うーん、「もたれ合わない強さ」については、ちょっと言い過ぎたかな?
ASの本質としては、「完全に甘えたい」という根っこがあって、それが現実では叶わないと見定めた瞬間、「もたれ合わない」までジャンプしてしまう気がします。
僕が面白いと思うのは、そういった階段の踊り場みたいな、同じ考え方に行き着く、というところでもあります。

 玄さん、こんばんは

 「完全に甘えたいという根っこがある」というお話し、ああそうなんだ!と思いました。
 それから「ジャンプしてしまう」という変化についても、他のこととも合わせて
 なるほどなあと、なんか納得する感じがしました。

 それでその変化について新たに疑問が生まれたのですが、
 一度そうやってジャンプして変化した後、また何かの機会にもう一度
 ジャンプして元に戻ったり、あるいはさらに別の変化をしたり
 ということはあるのでしょうか?

 それからもうひとつ、「そういった階段の踊り場みたいない、同じ考え方に行き着く」
 というところがちょっと分からなかったので、
 もう一度ご説明いただけるとありがたいです m(_ _)m

個人的なことを書かせていただきます。
このブログに書いてきた、私のASの友人男性が、11月9日に亡くなりました。
友達5人で看取ることが出来て、通夜・葬儀も、AS友人のこだわり世界の「映画」で彩ろうと、彼の(遺言通り)コレクションのうち2300作品の映画DVDを展示し、参列者や葬儀場スタッフにも持ち帰っていただきました。会場に流れるのは、彼の好きだった映画のテーマ曲ばかり。

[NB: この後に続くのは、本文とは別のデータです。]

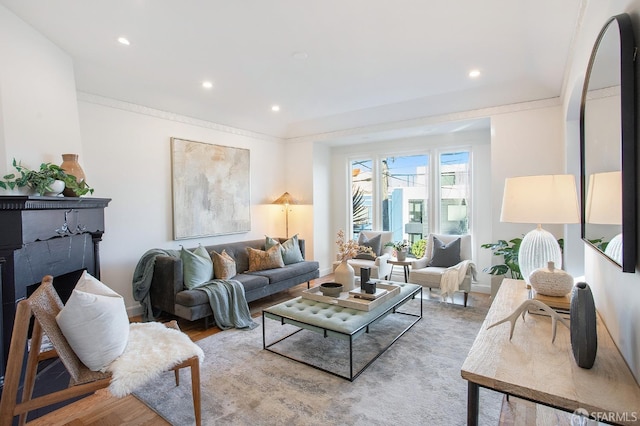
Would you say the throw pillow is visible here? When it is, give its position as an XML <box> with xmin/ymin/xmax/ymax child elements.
<box><xmin>264</xmin><ymin>234</ymin><xmax>304</xmax><ymax>265</ymax></box>
<box><xmin>247</xmin><ymin>245</ymin><xmax>284</xmax><ymax>272</ymax></box>
<box><xmin>429</xmin><ymin>236</ymin><xmax>461</xmax><ymax>268</ymax></box>
<box><xmin>211</xmin><ymin>250</ymin><xmax>236</xmax><ymax>280</ymax></box>
<box><xmin>180</xmin><ymin>245</ymin><xmax>213</xmax><ymax>290</ymax></box>
<box><xmin>356</xmin><ymin>232</ymin><xmax>382</xmax><ymax>260</ymax></box>
<box><xmin>56</xmin><ymin>271</ymin><xmax>129</xmax><ymax>371</ymax></box>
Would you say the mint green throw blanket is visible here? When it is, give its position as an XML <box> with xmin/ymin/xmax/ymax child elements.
<box><xmin>132</xmin><ymin>249</ymin><xmax>180</xmax><ymax>321</ymax></box>
<box><xmin>195</xmin><ymin>280</ymin><xmax>258</xmax><ymax>330</ymax></box>
<box><xmin>132</xmin><ymin>249</ymin><xmax>258</xmax><ymax>330</ymax></box>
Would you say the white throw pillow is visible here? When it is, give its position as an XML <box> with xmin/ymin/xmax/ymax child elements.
<box><xmin>56</xmin><ymin>271</ymin><xmax>129</xmax><ymax>371</ymax></box>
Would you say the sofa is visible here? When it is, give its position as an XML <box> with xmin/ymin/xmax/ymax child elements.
<box><xmin>149</xmin><ymin>238</ymin><xmax>320</xmax><ymax>327</ymax></box>
<box><xmin>333</xmin><ymin>231</ymin><xmax>393</xmax><ymax>279</ymax></box>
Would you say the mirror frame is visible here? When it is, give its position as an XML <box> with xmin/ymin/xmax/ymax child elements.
<box><xmin>580</xmin><ymin>13</ymin><xmax>637</xmax><ymax>272</ymax></box>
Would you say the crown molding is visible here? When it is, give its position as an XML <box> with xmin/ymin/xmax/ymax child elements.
<box><xmin>285</xmin><ymin>97</ymin><xmax>562</xmax><ymax>143</ymax></box>
<box><xmin>77</xmin><ymin>91</ymin><xmax>284</xmax><ymax>142</ymax></box>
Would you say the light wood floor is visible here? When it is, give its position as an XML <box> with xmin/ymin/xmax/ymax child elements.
<box><xmin>28</xmin><ymin>271</ymin><xmax>471</xmax><ymax>426</ymax></box>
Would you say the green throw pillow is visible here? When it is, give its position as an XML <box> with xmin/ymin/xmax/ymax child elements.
<box><xmin>211</xmin><ymin>250</ymin><xmax>236</xmax><ymax>280</ymax></box>
<box><xmin>180</xmin><ymin>245</ymin><xmax>213</xmax><ymax>290</ymax></box>
<box><xmin>264</xmin><ymin>234</ymin><xmax>304</xmax><ymax>265</ymax></box>
<box><xmin>356</xmin><ymin>232</ymin><xmax>382</xmax><ymax>260</ymax></box>
<box><xmin>247</xmin><ymin>246</ymin><xmax>284</xmax><ymax>272</ymax></box>
<box><xmin>429</xmin><ymin>236</ymin><xmax>461</xmax><ymax>268</ymax></box>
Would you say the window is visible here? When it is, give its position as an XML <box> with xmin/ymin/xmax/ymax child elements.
<box><xmin>380</xmin><ymin>155</ymin><xmax>429</xmax><ymax>241</ymax></box>
<box><xmin>440</xmin><ymin>151</ymin><xmax>471</xmax><ymax>234</ymax></box>
<box><xmin>351</xmin><ymin>160</ymin><xmax>373</xmax><ymax>238</ymax></box>
<box><xmin>350</xmin><ymin>150</ymin><xmax>471</xmax><ymax>244</ymax></box>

父親も施設で寝たきりだし、親戚も居ず、高校の同級生を中心に、喪主不在の、完全な友人葬儀でした。

AS友人は、癌と告知されたときも、肺や肋骨に転移していると告知されたときも、半日ほど落ち込み憂鬱そうでしたが、そのストレスをそれ以上は引きずらず、いつものように朗らかに見えました。
主治医は「死への不安とか、ありませんか?」と聞くと「死んだことが無いので、不安かどうかと言われても」と答えていました。
友人は、医師や周囲が深刻な顔をすると必ず、ジョークを飛ばし「大丈夫、大丈夫」と医師を励まし、周囲を和ましていました。

そういう意味では、彼は精神的なもたれ方は誰にもしていないので、自立していると言えましょう。
しかし彼は「自分の死後」という、未来のことにあまりにも無関心で無頓着であったため、身元保証人となった私は「残された者のことを少しは考えてよ」と何度も頼み、その言葉の意味には「部屋を片付けて、大事なもの、不必要なものの分別、死後に知らせるべき人の連絡先、預貯金を司法書士に知らせるなど」たくさんの事柄があることを明記しました。

しかし彼は、未来系の思考に弱く、他者のための準備という概念が理解できなかったようで、なかなか着手してくれません。

だから私は、エンディングノートというものに、項目ごと記入してもらいました。

彼の死後、それはとても役立ち、混乱や困惑がなく、つつがなく友人達に連絡がとれて、様々な事柄がスムーズに遂行できました。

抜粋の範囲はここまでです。